Harmonia axyridis is better known as the Asiatic or harlequin ladybird. Present today on all continents, it takes its name from its region of origin, identified as being in Asian countries: Japan, China, Korea and Eastern Russia. Sadly, this ladybird species is now renowned for its massive invasive episodes that are widely reported in the media. Initially, from the 1910s, this ladybird was used in North America, Europe and then South America to control aphid populations in productive greenhouses. At the end of the 20th century, Harmonia axyridis suddenly became invasive in a large part of the American continent, and a few years later in Western Europe and parts of South America and Africa.

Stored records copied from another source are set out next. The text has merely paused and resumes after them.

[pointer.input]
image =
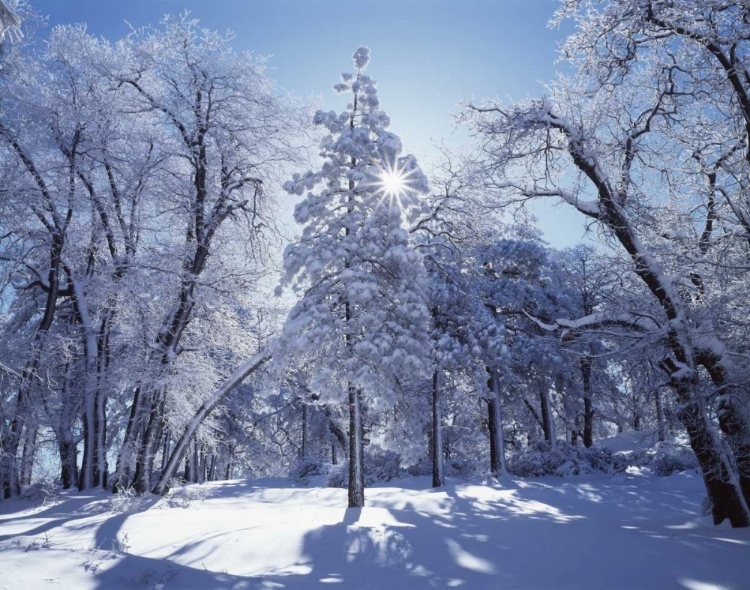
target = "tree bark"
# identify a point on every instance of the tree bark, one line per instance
(181, 446)
(495, 423)
(436, 441)
(356, 450)
(588, 406)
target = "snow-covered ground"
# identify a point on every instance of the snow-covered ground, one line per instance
(631, 530)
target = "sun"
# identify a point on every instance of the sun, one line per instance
(393, 182)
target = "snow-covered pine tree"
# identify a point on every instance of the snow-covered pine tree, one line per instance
(362, 315)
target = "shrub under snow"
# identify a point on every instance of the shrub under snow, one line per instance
(539, 460)
(671, 457)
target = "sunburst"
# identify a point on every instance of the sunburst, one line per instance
(393, 181)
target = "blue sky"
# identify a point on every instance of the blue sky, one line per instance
(426, 54)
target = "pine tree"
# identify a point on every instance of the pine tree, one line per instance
(362, 320)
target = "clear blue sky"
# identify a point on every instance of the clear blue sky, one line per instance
(426, 54)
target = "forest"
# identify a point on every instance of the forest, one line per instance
(163, 321)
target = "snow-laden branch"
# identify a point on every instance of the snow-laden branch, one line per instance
(590, 322)
(181, 447)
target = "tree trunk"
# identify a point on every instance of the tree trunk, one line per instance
(356, 454)
(212, 468)
(27, 456)
(588, 406)
(660, 426)
(182, 444)
(548, 423)
(68, 463)
(438, 474)
(495, 423)
(724, 492)
(304, 430)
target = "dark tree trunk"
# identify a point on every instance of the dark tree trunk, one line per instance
(356, 450)
(660, 426)
(304, 430)
(436, 440)
(27, 456)
(726, 499)
(495, 425)
(588, 406)
(68, 464)
(548, 425)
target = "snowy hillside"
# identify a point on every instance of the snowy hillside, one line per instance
(632, 530)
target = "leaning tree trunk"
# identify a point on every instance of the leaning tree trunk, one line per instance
(27, 455)
(356, 450)
(495, 422)
(181, 446)
(724, 492)
(548, 423)
(588, 406)
(436, 442)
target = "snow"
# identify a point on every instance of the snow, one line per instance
(632, 530)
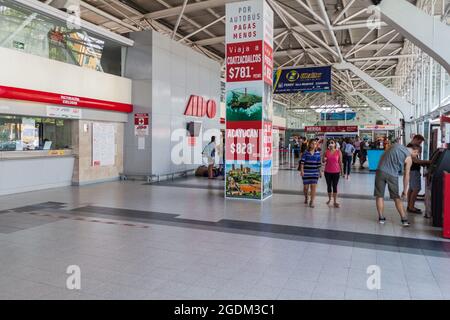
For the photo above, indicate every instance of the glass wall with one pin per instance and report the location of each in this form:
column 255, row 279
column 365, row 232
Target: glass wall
column 422, row 81
column 29, row 133
column 30, row 32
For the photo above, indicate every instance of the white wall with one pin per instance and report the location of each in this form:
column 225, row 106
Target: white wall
column 22, row 70
column 22, row 175
column 177, row 73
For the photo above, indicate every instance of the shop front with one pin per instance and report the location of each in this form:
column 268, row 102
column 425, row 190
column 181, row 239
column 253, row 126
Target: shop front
column 62, row 105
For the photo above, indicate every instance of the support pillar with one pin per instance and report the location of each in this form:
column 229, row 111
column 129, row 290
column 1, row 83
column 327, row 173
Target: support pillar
column 249, row 68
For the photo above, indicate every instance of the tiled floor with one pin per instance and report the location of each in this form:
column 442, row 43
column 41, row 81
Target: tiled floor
column 184, row 241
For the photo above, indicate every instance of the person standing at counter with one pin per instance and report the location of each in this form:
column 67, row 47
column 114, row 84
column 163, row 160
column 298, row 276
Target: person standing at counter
column 393, row 161
column 333, row 168
column 357, row 145
column 310, row 164
column 210, row 153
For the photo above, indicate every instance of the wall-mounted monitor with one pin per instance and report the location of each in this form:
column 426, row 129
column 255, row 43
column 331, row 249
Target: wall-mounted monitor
column 193, row 128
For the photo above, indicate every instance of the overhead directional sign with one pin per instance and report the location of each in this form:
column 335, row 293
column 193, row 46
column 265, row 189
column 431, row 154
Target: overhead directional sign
column 337, row 115
column 313, row 79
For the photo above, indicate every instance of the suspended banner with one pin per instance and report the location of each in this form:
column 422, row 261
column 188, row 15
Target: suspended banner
column 319, row 129
column 337, row 115
column 314, row 79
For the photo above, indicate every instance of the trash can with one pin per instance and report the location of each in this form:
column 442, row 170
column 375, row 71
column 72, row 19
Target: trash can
column 446, row 205
column 373, row 157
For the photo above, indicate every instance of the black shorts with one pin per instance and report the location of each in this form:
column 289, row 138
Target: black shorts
column 381, row 180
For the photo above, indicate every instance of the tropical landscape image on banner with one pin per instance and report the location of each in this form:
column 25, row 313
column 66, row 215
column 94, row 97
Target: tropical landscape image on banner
column 243, row 179
column 244, row 104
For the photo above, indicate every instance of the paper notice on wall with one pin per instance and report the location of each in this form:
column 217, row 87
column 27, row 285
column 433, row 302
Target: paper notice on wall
column 103, row 144
column 141, row 143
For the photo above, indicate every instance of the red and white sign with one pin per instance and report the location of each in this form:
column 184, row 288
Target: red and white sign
column 331, row 128
column 62, row 99
column 268, row 64
column 141, row 124
column 243, row 140
column 244, row 61
column 199, row 107
column 267, row 142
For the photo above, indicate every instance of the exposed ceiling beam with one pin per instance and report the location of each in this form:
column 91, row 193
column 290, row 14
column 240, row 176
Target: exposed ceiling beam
column 310, row 27
column 175, row 11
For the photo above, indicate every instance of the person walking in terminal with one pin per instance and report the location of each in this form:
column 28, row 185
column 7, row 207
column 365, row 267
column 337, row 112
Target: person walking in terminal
column 357, row 145
column 348, row 151
column 310, row 165
column 393, row 161
column 333, row 168
column 210, row 153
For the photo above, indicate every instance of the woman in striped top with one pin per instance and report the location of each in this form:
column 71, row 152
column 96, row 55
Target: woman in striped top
column 310, row 170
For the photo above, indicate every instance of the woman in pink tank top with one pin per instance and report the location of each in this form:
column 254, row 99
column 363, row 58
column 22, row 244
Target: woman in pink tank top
column 333, row 169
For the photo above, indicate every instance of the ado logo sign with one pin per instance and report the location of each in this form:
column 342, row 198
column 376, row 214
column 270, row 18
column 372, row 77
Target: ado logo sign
column 200, row 107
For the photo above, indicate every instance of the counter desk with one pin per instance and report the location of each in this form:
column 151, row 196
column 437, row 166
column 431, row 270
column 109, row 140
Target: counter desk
column 23, row 171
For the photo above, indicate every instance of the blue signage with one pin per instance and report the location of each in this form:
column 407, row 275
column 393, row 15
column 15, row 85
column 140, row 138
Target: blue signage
column 337, row 115
column 314, row 79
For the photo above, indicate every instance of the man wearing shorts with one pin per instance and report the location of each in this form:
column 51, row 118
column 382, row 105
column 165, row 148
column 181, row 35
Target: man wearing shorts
column 391, row 164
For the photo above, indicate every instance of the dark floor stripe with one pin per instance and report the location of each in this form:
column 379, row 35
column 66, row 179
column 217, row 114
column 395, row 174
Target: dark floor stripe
column 345, row 238
column 275, row 191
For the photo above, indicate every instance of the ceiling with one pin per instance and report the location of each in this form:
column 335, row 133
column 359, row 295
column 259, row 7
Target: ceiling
column 307, row 32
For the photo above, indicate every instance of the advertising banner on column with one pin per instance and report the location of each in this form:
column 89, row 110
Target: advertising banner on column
column 248, row 100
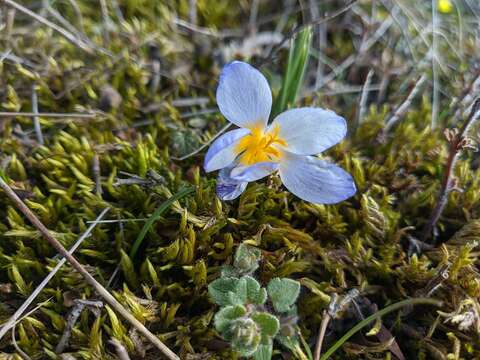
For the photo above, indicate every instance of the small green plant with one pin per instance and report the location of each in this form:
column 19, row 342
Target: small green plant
column 251, row 316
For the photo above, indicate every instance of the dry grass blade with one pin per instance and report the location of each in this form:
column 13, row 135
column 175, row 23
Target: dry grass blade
column 20, row 205
column 10, row 322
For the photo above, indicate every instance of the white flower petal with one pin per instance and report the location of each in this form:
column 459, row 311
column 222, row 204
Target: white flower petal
column 228, row 188
column 253, row 172
column 244, row 96
column 310, row 131
column 315, row 180
column 222, row 152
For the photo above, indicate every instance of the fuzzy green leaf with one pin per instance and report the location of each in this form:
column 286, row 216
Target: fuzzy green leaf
column 250, row 292
column 268, row 324
column 247, row 258
column 245, row 336
column 223, row 319
column 264, row 351
column 223, row 291
column 283, row 293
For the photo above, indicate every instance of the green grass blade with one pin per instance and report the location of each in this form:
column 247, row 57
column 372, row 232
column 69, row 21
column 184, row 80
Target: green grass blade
column 373, row 317
column 296, row 65
column 155, row 216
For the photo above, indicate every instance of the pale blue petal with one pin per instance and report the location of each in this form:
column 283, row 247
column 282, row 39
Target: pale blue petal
column 315, row 180
column 244, row 96
column 310, row 131
column 228, row 188
column 253, row 172
column 222, row 152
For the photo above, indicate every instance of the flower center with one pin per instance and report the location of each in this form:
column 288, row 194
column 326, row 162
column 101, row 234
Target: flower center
column 259, row 146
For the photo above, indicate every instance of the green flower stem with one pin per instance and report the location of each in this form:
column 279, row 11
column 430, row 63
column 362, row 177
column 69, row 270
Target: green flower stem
column 155, row 216
column 373, row 317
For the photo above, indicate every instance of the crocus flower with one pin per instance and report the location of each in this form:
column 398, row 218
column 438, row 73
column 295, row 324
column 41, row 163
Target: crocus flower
column 257, row 149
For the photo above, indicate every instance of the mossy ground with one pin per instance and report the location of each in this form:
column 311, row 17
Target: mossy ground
column 160, row 68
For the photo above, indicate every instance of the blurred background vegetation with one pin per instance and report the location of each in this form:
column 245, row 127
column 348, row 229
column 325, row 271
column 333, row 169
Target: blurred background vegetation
column 124, row 92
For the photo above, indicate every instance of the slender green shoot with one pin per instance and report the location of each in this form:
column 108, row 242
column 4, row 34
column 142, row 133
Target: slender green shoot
column 297, row 63
column 155, row 216
column 373, row 317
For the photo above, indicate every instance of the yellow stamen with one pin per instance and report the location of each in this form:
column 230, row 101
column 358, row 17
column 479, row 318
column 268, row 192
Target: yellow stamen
column 259, row 146
column 445, row 6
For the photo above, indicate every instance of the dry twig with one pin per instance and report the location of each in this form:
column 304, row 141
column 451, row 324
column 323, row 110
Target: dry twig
column 458, row 142
column 86, row 275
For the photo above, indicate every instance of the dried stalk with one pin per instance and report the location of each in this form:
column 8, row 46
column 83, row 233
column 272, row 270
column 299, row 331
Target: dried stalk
column 457, row 144
column 86, row 275
column 321, row 334
column 13, row 319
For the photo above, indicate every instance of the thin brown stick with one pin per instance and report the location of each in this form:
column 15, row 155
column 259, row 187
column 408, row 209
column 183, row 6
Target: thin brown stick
column 13, row 319
column 321, row 334
column 86, row 275
column 457, row 144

In these affected regions it overwhelms native species, thus disturbing natural ecosystems.
To try and understand this abrupt invasive behaviour, French, Belgian, Russian and British researchers studied the evolution of cannibalism in Harmonia axyridis during its development. In fact, cannibalism is a widespread behaviour in insects, linked to the genetic profile of individuals. The degree of recourse to cannibalism varies within species and is dependent on the density of a population and the resources available to it.

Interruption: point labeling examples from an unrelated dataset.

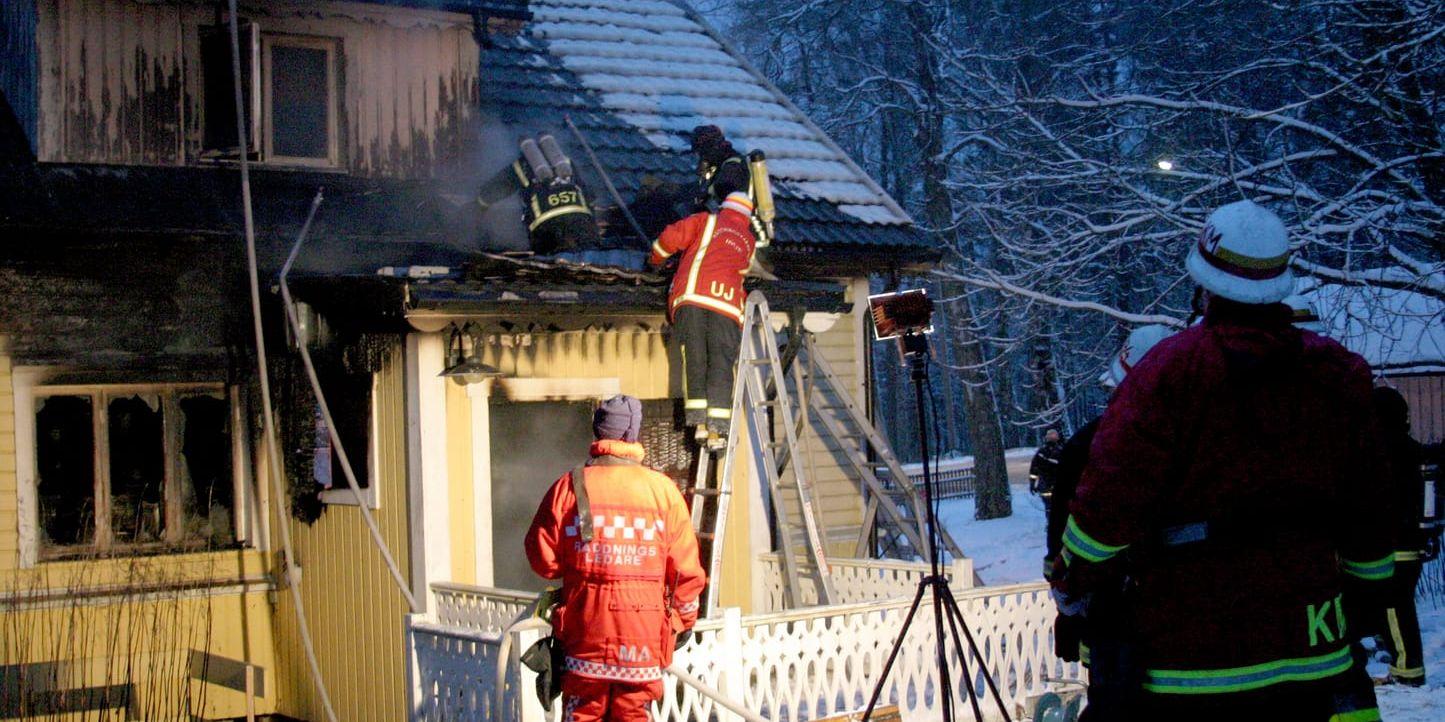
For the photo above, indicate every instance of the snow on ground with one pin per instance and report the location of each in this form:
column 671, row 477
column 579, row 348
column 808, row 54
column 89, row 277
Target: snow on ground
column 1004, row 550
column 1010, row 550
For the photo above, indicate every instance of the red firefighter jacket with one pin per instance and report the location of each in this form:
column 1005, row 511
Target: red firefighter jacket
column 715, row 249
column 1234, row 475
column 629, row 591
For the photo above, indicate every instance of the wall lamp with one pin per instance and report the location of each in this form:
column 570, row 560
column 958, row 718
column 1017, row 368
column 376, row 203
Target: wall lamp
column 464, row 355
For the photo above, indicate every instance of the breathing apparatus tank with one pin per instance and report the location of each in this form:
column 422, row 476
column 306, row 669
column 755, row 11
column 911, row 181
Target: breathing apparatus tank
column 762, row 194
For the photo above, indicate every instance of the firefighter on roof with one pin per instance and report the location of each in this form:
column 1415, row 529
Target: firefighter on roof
column 1231, row 487
column 705, row 306
column 620, row 537
column 554, row 205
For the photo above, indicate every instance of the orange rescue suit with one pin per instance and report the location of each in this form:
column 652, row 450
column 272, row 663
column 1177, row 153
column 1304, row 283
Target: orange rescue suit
column 636, row 585
column 717, row 250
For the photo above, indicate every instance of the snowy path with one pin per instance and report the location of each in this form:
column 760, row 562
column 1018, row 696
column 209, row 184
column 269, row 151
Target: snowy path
column 1010, row 550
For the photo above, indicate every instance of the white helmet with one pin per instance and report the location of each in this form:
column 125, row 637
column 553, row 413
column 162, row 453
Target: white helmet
column 1243, row 254
column 1305, row 314
column 1136, row 345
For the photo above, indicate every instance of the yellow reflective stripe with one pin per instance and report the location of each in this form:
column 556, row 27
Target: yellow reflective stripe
column 1357, row 715
column 1399, row 638
column 561, row 210
column 702, row 250
column 710, row 302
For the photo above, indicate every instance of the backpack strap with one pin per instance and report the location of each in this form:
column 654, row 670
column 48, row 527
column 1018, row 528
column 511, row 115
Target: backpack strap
column 584, row 509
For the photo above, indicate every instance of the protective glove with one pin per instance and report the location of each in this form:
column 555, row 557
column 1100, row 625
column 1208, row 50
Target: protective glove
column 1068, row 604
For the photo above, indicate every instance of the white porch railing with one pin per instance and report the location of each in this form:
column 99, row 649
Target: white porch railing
column 859, row 581
column 788, row 666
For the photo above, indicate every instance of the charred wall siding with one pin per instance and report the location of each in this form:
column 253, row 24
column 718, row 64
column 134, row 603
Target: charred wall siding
column 18, row 70
column 123, row 303
column 120, row 81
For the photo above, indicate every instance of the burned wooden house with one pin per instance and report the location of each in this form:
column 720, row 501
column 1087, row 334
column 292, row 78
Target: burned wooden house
column 140, row 565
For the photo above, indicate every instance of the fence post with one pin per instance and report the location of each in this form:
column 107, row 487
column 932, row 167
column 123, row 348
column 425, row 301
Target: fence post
column 733, row 682
column 413, row 673
column 963, row 573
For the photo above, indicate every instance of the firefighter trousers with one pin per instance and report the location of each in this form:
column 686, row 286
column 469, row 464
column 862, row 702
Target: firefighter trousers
column 585, row 699
column 1402, row 625
column 708, row 351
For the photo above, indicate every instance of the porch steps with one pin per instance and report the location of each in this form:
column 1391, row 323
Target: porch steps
column 756, row 405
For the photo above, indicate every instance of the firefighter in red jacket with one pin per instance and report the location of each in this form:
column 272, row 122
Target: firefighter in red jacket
column 1231, row 485
column 705, row 306
column 627, row 558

The scientists compared three samples of ladybirds maintained in similar experimental environments but presenting different genetic traits: a group of invasive individuals collected in France and the UK, a group made up of native individuals from Russia and Japan, and a third group comprising ladybirds reared in the laboratory and used for biological control. In all three groups, they observed that the level of cannibalism - which consists in eating the eggs - was much higher among larvae than among adults, and increased significantly in line with the rise in population density. The scientists therefore suggest that larvae - unlike adults - are unable to leave the leaves on which the eggs have hatched and are therefore incapable of searching elsewhere for sources of food. Cannibalism therefore appears to be a spontaneous response to a situation of nutritional depletion to which the larvae are not adapted, unlike adults that are more able to fast or disperse and find food.
A second important finding was that the level of cannibalism was markedly higher among the invasive larvae than in the other two groups. These results agree with the hypothesis of them procuring an advantage through cannibalism following their introduction into a new environment.

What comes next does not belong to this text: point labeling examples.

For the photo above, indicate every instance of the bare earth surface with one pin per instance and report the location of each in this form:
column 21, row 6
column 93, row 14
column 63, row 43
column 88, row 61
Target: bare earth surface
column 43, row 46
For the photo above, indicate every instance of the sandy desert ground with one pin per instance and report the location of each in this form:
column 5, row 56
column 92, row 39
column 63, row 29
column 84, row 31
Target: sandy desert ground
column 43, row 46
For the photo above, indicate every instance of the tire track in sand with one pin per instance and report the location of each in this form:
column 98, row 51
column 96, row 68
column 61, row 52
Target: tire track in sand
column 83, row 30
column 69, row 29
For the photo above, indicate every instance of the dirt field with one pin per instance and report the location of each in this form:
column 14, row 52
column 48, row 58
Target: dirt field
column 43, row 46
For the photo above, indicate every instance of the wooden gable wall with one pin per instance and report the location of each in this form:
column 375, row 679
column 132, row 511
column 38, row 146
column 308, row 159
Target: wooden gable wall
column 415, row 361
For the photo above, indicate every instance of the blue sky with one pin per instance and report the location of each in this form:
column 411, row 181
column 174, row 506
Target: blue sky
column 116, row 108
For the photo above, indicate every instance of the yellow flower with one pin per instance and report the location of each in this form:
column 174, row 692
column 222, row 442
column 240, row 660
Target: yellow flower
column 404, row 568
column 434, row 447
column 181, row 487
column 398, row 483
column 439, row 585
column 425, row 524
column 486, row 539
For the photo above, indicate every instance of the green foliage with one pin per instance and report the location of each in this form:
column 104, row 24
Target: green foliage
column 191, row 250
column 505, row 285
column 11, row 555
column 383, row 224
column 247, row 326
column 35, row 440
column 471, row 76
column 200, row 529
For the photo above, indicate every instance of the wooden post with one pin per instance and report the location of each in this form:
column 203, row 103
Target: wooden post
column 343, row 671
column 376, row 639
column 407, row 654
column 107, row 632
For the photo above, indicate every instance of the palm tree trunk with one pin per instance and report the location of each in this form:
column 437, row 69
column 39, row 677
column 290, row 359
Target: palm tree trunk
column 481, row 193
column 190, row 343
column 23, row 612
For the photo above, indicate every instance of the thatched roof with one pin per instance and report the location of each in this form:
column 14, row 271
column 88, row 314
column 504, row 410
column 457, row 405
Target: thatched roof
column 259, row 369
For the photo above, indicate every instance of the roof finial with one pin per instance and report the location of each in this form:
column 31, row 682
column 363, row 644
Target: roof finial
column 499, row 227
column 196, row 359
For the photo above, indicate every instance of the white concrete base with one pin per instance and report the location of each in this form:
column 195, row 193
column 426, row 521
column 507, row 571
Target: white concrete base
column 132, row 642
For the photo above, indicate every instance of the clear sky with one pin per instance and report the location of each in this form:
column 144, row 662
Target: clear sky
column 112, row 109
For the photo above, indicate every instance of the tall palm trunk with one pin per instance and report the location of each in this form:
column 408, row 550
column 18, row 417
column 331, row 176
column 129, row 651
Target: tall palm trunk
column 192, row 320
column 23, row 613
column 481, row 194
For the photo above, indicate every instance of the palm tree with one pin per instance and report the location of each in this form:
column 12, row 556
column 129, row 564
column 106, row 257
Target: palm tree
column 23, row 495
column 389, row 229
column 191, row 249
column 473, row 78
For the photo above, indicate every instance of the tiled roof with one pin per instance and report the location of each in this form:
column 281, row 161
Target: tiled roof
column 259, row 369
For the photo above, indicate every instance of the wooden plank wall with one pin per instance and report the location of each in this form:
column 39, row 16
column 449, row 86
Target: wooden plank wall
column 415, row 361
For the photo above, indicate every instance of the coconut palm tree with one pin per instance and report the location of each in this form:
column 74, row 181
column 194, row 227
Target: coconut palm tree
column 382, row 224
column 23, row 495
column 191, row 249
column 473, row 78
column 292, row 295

The scientists also tried to determine whether the level of cannibalism had evolved during the geographical spread of these invasive ladybirds in Europe. To achieve this, they compared samples collected from recently invaded regions in France with samples collected in Belgium, where Harmonia axyridis was reported as early as 2001. The results showed that the level of cannibalism was the same in these two samples.
These results suggest that this survival tactic has only developed to the benefit of larvae and during the initial phases of invasion, as cannibalism rates were similarly low among adults in all the populations studied. Cannibalism may therefore represent a real evolutionary benefit that is specifically selected in invasive individuals of Harmonia axyridis during their colonisation of new habitats.